И всё-таки я смог. Смог, но не до конца. Это ещё хуже, чем если ты вообще ничего не делаешь. «Убить-то я убил...» ну и там дальше по тексту я не помнил. Это забавно, как абстрактные проблемы выбора из далёких отроческих книг становятся вдруг вполне реальными в твоей жизни, обретают вполне ясную форму, и вот уже это не главный герой решает, что делать, а я, 20-летний, безобразно матерюсь, будто мне 70, и не понимаю, что же делать. 2 недели прошло с тех пор, может, больше, и мне уже совсем не противно до тошноты вспоминать о тех событиях, но только иногда немного неприятно щекочет где-то в солнечном сплетении.
В 8 утра меня будит сердитый и раскатистый гром. Гроза. Опять. Июль должен быть раскалённым, а вместо этого мы снова достали из шкафов тёплые куртки.
И всё же бывают днём такие минуты, когда солнце светит удивительно тепло и ярко, что даже вдруг вспоминаешь, что это лето, только середина лета, и ловишь эти редкие лучи руками, и просто ни о чем не думаешь.
Я гедонист, жуткий гедонист, но постоянно себе напоминаю о том, что лучше ни о чём не беспокоится, раз выпал такой случай.

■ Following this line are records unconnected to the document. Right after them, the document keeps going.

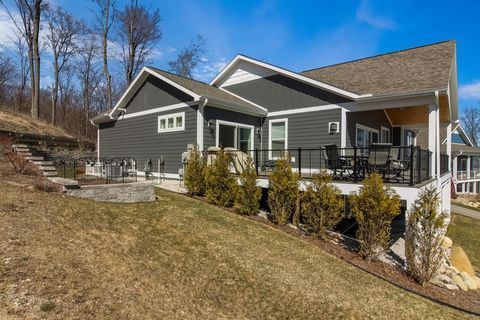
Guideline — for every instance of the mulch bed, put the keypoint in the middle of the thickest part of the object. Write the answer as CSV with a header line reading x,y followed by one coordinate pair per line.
x,y
466,301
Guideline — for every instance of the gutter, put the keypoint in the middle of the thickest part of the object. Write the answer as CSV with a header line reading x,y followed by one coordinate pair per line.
x,y
401,95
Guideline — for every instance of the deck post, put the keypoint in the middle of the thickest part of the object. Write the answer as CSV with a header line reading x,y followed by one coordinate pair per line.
x,y
256,160
355,160
300,161
412,164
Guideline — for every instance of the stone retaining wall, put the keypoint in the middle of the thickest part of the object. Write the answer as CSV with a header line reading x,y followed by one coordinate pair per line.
x,y
124,193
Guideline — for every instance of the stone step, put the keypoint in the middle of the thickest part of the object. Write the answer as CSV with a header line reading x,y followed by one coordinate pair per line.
x,y
35,158
43,163
47,168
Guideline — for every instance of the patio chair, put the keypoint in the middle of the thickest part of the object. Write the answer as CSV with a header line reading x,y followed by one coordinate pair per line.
x,y
378,158
335,163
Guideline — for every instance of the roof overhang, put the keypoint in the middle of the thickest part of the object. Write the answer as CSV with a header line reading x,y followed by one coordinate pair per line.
x,y
218,79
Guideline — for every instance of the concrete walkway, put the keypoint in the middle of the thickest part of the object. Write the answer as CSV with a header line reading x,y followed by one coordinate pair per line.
x,y
466,212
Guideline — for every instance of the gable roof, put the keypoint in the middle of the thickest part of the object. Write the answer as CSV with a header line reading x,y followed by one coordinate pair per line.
x,y
196,89
418,69
294,75
210,92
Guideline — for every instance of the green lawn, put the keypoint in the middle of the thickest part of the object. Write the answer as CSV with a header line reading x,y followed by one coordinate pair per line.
x,y
65,258
465,232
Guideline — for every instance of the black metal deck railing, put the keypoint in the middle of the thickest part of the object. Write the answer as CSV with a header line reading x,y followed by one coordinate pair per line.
x,y
89,171
407,165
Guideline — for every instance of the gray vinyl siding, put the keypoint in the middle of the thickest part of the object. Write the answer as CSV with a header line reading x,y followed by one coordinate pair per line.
x,y
138,138
155,93
213,114
374,119
308,129
278,93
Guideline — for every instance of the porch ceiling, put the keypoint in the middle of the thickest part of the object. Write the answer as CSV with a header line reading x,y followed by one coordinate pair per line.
x,y
417,114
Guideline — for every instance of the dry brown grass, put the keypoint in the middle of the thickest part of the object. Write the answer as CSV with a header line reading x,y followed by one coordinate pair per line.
x,y
17,122
67,258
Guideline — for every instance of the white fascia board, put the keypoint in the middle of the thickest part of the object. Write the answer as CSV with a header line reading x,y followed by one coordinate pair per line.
x,y
304,110
288,73
142,75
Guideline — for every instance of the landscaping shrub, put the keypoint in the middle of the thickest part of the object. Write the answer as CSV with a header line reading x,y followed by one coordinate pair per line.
x,y
283,191
374,208
220,184
45,185
247,200
193,175
423,237
322,205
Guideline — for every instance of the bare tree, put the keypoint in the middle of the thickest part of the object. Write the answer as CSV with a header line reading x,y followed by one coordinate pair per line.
x,y
30,13
137,32
7,71
189,57
471,123
23,71
105,18
62,33
87,73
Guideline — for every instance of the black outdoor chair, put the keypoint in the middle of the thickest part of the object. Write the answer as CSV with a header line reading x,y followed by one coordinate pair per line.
x,y
379,158
335,163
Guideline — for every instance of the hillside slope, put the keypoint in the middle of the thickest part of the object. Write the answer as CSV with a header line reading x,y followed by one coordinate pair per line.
x,y
17,122
175,258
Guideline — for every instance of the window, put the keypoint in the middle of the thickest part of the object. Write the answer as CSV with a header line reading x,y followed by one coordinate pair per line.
x,y
234,135
365,137
171,122
385,135
278,137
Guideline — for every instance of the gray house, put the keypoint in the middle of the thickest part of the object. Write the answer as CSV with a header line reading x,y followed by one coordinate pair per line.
x,y
264,110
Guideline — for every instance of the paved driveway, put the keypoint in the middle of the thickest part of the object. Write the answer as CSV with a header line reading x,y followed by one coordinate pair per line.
x,y
466,212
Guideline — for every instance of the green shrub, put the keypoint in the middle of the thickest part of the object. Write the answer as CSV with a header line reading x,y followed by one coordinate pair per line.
x,y
424,236
374,208
247,200
220,184
194,180
283,191
322,205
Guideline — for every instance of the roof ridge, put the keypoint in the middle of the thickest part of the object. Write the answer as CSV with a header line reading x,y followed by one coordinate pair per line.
x,y
376,56
177,75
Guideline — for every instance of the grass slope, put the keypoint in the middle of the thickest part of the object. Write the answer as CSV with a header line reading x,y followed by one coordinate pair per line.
x,y
17,122
465,232
175,258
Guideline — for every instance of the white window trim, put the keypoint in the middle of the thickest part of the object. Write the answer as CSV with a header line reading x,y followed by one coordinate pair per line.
x,y
174,116
382,128
270,136
361,126
236,125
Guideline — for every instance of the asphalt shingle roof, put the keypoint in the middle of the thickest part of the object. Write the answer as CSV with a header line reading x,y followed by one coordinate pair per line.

«Можно смело ничего не делать,
Тучей белой отражаясь в лужах,
Плыть по небу, падать тенью тела,
Только делать ничего не нужно»
Доски от бесконечных дождей вымокли и набухли. Теперь на них светит горячее солнце, и пар поднимается вверх и тает в ветре.
Я вытягиваю ноги на тёплых досках, снимаю ботинки, куртку и сижу так очень долго. Нет поводов для беспокойства. Я не абсолютно счастлив, но вместе с этим ни о чём не беспокоюсь. Солнце жаркими лучами греет голые ступни — я уж и забыл, как это, ходить босиком, греет руки, так что в области предплечий становится ужасно горячо. Маленькая ящерица выползает из щелей между досок погреться вместе со мной.
Где-то далеко, сердится и гремит на востоке огромная тёмно-синяя туча.
«В чистом поле дожди косые...»
Воздух терпкий, полный от ароматов цветов, и тяжело вдохнуть всеми лёгкими. Парит. Гудят вертолёты на нашими головами, и мы зачем-то кричим и машем, стоя в этом поле, и бежим во мягкой, шуршащей траве.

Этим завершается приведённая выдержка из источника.